|
|
Archives of the TeradataForum
Message Posted: Tue, 10 Sep 2013 @ 15:33:59 GMT
Subj: | | Merge delete performance tuning |
|
From: | | Bakthavachalam, Roopalini |
Hi Forum,
I am trying to tune the below DELETE query for our development team. I did couple things and could bring down the estimated time from 17 hours
to 3 hours. However I am unable to bring it down any further. Could any of you please tell me, if there is anything more I can do ? The stats are
updated for F_PACE table.
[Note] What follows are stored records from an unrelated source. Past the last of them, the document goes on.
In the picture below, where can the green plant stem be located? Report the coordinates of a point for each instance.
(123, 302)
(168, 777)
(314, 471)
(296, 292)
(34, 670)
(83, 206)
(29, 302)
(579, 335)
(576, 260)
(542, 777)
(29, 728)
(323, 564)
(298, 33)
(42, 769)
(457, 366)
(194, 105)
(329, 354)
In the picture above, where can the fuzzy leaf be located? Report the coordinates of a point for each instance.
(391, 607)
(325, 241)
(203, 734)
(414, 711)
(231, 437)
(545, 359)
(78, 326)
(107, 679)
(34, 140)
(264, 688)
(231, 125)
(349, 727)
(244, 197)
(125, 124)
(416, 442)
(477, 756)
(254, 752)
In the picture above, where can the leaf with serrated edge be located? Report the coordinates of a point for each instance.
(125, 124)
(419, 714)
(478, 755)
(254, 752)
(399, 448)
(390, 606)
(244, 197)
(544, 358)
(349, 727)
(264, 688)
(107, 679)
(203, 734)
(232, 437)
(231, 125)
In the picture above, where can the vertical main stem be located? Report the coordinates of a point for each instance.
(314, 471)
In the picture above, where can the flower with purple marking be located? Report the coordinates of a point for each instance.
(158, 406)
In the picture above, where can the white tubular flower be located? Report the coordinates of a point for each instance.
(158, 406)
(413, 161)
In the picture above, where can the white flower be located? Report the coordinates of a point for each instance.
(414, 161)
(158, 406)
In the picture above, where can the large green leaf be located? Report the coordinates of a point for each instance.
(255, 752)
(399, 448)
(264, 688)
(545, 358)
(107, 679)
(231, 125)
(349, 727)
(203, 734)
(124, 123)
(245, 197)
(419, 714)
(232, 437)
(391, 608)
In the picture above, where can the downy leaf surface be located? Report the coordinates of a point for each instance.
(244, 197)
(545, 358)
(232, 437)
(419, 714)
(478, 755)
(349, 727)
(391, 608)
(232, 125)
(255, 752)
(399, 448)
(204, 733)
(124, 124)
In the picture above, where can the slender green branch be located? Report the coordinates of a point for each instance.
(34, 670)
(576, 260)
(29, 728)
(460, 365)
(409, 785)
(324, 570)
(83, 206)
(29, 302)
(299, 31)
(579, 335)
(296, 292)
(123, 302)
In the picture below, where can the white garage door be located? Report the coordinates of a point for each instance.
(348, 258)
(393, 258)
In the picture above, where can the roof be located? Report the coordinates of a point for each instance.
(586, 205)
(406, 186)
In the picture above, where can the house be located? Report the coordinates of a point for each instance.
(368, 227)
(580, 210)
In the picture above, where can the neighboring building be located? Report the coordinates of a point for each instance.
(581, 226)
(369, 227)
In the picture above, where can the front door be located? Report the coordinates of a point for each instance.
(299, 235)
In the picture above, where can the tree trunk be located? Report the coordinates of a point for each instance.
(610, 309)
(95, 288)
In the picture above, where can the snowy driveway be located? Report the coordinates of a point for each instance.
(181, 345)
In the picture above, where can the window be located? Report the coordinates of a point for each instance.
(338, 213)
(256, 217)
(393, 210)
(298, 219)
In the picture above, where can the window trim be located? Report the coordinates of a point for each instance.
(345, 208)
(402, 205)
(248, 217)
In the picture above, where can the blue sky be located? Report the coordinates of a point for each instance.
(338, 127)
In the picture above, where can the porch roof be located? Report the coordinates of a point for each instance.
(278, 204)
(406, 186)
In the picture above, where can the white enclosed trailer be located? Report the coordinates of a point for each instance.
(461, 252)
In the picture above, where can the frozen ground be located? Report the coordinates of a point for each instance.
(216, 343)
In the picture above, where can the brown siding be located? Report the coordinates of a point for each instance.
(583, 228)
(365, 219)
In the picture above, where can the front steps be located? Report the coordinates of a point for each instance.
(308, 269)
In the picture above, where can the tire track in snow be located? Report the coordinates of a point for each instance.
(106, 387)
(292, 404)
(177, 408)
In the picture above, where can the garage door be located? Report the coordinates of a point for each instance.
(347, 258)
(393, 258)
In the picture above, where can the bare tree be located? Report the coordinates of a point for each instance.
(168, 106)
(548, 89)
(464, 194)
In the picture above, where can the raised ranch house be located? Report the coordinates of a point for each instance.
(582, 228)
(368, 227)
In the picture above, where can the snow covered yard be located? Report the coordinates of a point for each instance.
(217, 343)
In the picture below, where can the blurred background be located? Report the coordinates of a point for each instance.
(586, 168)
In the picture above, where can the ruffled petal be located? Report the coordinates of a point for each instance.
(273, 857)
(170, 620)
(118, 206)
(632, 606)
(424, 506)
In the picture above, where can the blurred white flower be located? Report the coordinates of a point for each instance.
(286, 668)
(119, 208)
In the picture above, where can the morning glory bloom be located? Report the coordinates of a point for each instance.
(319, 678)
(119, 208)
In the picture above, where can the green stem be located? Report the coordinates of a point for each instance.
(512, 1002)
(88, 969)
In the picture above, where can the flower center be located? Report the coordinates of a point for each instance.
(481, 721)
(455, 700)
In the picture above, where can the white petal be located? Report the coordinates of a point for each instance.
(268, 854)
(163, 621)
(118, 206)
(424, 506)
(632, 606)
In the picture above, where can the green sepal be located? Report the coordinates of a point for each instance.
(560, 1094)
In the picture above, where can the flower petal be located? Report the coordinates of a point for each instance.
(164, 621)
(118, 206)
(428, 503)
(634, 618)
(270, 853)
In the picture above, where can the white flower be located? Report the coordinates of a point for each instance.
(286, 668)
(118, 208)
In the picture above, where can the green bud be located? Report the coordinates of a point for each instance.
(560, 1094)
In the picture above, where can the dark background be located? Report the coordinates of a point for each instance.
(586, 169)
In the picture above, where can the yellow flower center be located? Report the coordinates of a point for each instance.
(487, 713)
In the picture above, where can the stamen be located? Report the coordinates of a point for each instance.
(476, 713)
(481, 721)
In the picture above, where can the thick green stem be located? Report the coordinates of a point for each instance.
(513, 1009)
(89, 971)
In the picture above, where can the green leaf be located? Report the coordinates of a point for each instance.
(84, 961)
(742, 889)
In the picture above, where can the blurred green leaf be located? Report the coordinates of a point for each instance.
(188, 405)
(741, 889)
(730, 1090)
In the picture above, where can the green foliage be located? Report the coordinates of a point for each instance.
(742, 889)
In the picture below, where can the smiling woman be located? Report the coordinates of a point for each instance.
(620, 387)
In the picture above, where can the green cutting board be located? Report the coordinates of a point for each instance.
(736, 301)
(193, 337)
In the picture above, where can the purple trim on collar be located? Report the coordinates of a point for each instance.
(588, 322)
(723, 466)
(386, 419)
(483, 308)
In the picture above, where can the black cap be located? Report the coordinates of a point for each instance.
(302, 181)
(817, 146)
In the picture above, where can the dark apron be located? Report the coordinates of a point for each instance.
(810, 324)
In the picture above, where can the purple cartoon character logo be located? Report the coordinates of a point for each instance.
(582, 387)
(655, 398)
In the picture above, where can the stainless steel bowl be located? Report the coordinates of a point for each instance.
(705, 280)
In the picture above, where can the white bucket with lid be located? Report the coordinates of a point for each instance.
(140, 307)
Though the F_PACE table is partitioned , it is not using any of the partitions because of the condition
T1.AS_OF_CALENDAR_ID > CAST(CAST(T2.LAST_PACE_DT AS DATE FORMAT 'YYYYMMDD' ) AS CHAR( 8 )). I dropped the secondary index and that brought it
down to 3 hours.
F_PACE table has 682 M records and E_OPERA_BATCH_CONTROL has 72 records.
DELETE T1
FROM C302_PRD_FS_EDW.F_PACE T1,
C302_PRD_FS_STAGE.V_E_OPERA_BATCH_CONTROL T2
WHERE T1.HOTEL_ID= T2.HOTEL_ID
AND T1.AS_OF_CALENDAR_ID > CAST(CAST(T2.LAST_PACE_DT AS DATE FORMAT 'YYYYMMDD' ) AS CHAR( 8 ))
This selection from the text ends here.